Notes From The Awareness: 331

We tend to believe what we’re patterned to think.

Please discuss. How does this play out in life?

I’ll start us out. Our initial beliefs about ourselves and how life works form based on our upbringing and our childhood experiences. In our teen years, we begin to question and develop the skills needed for independent thinking. As adults, hopefully we expand our ability to evaluate and decide for ourselves.

Some of our beliefs are more surface level and less consequential and are easily changed—chocolate ice cream is better than vanilla. Others are more deeply entrenched and possibly even subconscious—I’m not good enough.
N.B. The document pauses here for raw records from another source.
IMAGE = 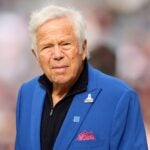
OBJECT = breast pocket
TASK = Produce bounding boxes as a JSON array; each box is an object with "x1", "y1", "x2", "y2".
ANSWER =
[{"x1": 69, "y1": 139, "x2": 107, "y2": 150}]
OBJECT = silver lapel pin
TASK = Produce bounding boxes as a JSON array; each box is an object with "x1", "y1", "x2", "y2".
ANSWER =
[
  {"x1": 73, "y1": 116, "x2": 80, "y2": 123},
  {"x1": 84, "y1": 94, "x2": 94, "y2": 103}
]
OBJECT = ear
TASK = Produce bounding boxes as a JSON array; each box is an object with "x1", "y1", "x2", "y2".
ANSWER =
[
  {"x1": 81, "y1": 40, "x2": 87, "y2": 60},
  {"x1": 32, "y1": 49, "x2": 38, "y2": 59}
]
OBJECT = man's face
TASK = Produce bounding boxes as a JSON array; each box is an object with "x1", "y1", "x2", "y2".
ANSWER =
[{"x1": 36, "y1": 17, "x2": 86, "y2": 85}]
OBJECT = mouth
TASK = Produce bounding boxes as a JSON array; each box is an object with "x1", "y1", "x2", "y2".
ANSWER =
[{"x1": 52, "y1": 65, "x2": 69, "y2": 74}]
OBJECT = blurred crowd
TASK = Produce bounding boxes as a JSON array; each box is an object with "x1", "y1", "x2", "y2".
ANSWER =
[{"x1": 0, "y1": 0, "x2": 150, "y2": 150}]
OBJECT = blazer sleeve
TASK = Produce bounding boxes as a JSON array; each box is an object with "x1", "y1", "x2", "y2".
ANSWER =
[
  {"x1": 15, "y1": 86, "x2": 23, "y2": 150},
  {"x1": 110, "y1": 91, "x2": 148, "y2": 150}
]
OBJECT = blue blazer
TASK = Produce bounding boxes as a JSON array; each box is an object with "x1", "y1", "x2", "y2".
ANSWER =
[{"x1": 15, "y1": 65, "x2": 148, "y2": 150}]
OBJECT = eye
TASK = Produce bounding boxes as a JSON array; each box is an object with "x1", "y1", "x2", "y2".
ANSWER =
[{"x1": 61, "y1": 42, "x2": 71, "y2": 49}]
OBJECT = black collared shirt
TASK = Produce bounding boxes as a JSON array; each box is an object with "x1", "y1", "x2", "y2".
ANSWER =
[{"x1": 39, "y1": 62, "x2": 88, "y2": 150}]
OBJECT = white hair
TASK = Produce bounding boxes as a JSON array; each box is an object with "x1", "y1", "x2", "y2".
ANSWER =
[{"x1": 29, "y1": 5, "x2": 86, "y2": 49}]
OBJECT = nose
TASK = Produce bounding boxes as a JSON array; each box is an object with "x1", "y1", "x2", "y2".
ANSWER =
[{"x1": 53, "y1": 45, "x2": 64, "y2": 60}]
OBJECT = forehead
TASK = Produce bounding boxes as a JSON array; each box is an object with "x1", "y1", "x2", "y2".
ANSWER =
[{"x1": 37, "y1": 17, "x2": 75, "y2": 34}]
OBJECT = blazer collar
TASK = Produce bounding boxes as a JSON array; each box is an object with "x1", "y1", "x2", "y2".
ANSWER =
[{"x1": 30, "y1": 84, "x2": 46, "y2": 150}]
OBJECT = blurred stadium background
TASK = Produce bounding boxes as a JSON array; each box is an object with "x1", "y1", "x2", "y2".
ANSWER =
[{"x1": 0, "y1": 0, "x2": 150, "y2": 150}]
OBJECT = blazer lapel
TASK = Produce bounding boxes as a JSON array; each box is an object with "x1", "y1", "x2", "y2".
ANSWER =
[
  {"x1": 31, "y1": 85, "x2": 45, "y2": 150},
  {"x1": 54, "y1": 89, "x2": 101, "y2": 150}
]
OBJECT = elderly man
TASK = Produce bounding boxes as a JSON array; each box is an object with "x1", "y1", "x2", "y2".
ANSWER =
[{"x1": 15, "y1": 6, "x2": 147, "y2": 150}]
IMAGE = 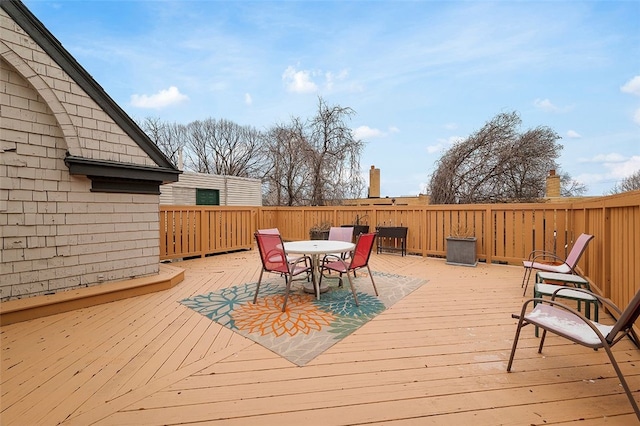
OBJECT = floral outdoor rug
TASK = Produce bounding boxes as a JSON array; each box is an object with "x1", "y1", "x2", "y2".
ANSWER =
[{"x1": 180, "y1": 272, "x2": 427, "y2": 365}]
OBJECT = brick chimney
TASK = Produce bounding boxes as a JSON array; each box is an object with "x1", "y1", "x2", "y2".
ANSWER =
[
  {"x1": 369, "y1": 166, "x2": 380, "y2": 198},
  {"x1": 547, "y1": 169, "x2": 560, "y2": 198}
]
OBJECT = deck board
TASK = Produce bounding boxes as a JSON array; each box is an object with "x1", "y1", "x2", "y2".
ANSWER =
[{"x1": 0, "y1": 251, "x2": 640, "y2": 426}]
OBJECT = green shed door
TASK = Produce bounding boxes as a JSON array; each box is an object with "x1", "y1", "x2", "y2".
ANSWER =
[{"x1": 196, "y1": 188, "x2": 220, "y2": 206}]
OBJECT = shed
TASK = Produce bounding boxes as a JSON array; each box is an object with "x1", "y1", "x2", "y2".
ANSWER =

It’s the more firmly embedded beliefs that can potentially, and possibly unknowingly, cause us difficulties. For example, if we believe we’re not good enough, we’re more likely to fail and more apt to attract situations in which we aren’t appreciated.

On the more superficial level, even as adults we’re prone to believe things we hear or read repeatedly, especially if they’re consistent with our existing beliefs. Hence the power of social media and the internet to influence our thinking, and hence our current rigid political divide. We tend to consume stories that reinforce or build upon our current beliefs.

Today’s message urges me to view my own beliefs as mutable. Rather than simply continuing to apply and expand upon old programming, I’m best served by choosing to hold beliefs that help me be happy and functional. My evaluation criteria: Is it kind? Is it loving? Is it useful?

How about you? Do you ever question your own beliefs?